Description
A Combinatorial Approach to the p(t)-adic Littlewood Conjecture
Let p be a prime and let p(t) be an irreducible polynomial with coefficients
in a field K. In 2004, de Mathan and Teuli ́e stated the p-adic Littlewood conjecture (p-LC) in analogy to the classical Littlewood conjecture. This talk focuses on the analogue of p-LC over the field of formal Laurent series with coefficients in K, known as the p(t)-adic Littlewood conjecture (p(t)-LC). Specifically, two metric results are provided on p(t)-LC with an additional growth function f.

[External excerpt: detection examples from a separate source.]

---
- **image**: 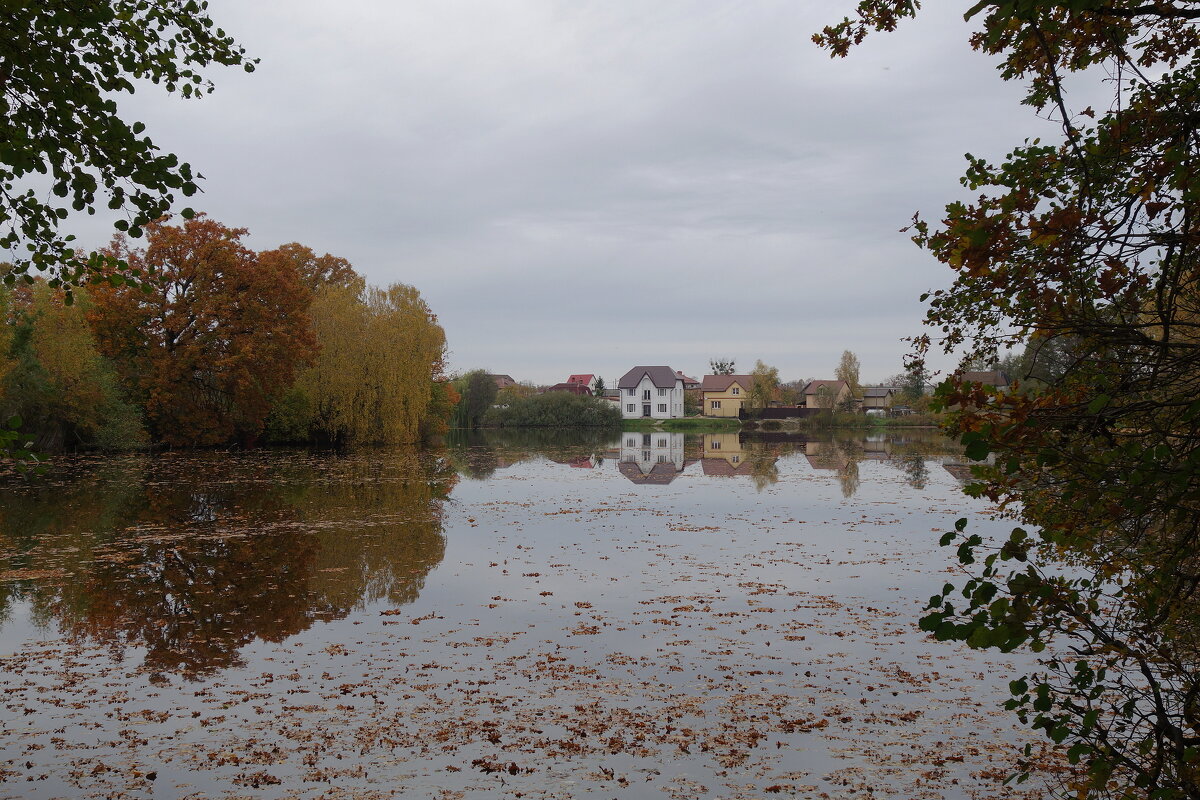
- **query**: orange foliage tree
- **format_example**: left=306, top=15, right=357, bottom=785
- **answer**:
left=91, top=215, right=316, bottom=445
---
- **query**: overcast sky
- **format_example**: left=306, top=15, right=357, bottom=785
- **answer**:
left=77, top=0, right=1055, bottom=384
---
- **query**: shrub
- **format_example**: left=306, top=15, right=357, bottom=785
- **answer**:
left=484, top=392, right=620, bottom=428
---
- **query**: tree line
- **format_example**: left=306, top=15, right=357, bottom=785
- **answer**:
left=0, top=215, right=457, bottom=451
left=815, top=0, right=1200, bottom=800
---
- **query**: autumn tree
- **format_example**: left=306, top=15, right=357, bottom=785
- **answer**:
left=451, top=369, right=499, bottom=428
left=817, top=0, right=1200, bottom=799
left=258, top=242, right=366, bottom=294
left=833, top=350, right=863, bottom=397
left=0, top=0, right=254, bottom=293
left=0, top=279, right=146, bottom=452
left=708, top=359, right=737, bottom=375
left=295, top=282, right=456, bottom=445
left=92, top=216, right=316, bottom=445
left=749, top=359, right=779, bottom=408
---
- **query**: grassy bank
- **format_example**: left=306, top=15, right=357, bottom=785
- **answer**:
left=620, top=416, right=742, bottom=433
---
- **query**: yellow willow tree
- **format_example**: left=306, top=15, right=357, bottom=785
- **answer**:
left=296, top=283, right=445, bottom=444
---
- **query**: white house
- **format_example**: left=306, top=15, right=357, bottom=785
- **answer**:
left=617, top=367, right=684, bottom=420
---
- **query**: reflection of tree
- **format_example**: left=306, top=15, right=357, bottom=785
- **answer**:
left=79, top=533, right=324, bottom=675
left=900, top=455, right=929, bottom=489
left=2, top=450, right=455, bottom=676
left=446, top=428, right=616, bottom=480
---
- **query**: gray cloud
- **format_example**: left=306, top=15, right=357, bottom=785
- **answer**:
left=70, top=0, right=1051, bottom=381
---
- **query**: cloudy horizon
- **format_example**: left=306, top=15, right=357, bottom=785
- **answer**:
left=63, top=0, right=1057, bottom=384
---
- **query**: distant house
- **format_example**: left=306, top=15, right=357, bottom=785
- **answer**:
left=700, top=375, right=754, bottom=416
left=962, top=369, right=1008, bottom=392
left=617, top=367, right=683, bottom=420
left=566, top=374, right=596, bottom=395
left=863, top=386, right=899, bottom=411
left=804, top=380, right=851, bottom=408
left=542, top=381, right=592, bottom=395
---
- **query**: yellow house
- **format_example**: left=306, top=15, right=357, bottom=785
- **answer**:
left=804, top=380, right=853, bottom=408
left=700, top=375, right=750, bottom=416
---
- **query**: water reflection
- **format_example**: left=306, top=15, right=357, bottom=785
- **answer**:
left=449, top=429, right=970, bottom=498
left=617, top=432, right=692, bottom=485
left=0, top=450, right=456, bottom=678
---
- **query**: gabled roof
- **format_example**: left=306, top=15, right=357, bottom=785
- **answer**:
left=804, top=380, right=846, bottom=395
left=700, top=375, right=754, bottom=392
left=546, top=383, right=592, bottom=395
left=617, top=367, right=680, bottom=389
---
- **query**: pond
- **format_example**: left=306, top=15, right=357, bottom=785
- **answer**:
left=0, top=432, right=1040, bottom=800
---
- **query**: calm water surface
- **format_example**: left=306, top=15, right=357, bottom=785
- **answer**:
left=0, top=433, right=1033, bottom=799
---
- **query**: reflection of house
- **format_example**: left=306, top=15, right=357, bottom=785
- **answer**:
left=617, top=432, right=688, bottom=483
left=700, top=375, right=751, bottom=416
left=700, top=433, right=751, bottom=477
left=804, top=439, right=850, bottom=470
left=863, top=386, right=896, bottom=411
left=617, top=367, right=683, bottom=420
left=804, top=380, right=851, bottom=408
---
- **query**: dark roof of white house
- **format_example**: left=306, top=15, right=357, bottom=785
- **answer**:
left=617, top=367, right=682, bottom=389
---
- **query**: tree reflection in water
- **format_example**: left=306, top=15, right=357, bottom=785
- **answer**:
left=0, top=450, right=456, bottom=678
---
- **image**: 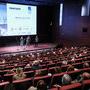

The first - a Khintchine- type theorem for p(t)-adic multiplicative approximation - enables one to determine the measure of the set of counterexamples to p(t)-LC for any choice of f. The second complements this by showing that the Hausdorff dimension of the same set is maximal when p(t) = t in the critical case where f = log2.
These statements are proved by developing a dictionary between Diophantine approximation in function fields and the so-called number wall of a sequence - an infinite array containing the determinant of every finite Toeplitz matrix generated by that sequence. This unique methodology provides a complementary approach to the classical strategies used to attack a problem in Diophantine approximation: namely, Ergodic Theory and Number Theory.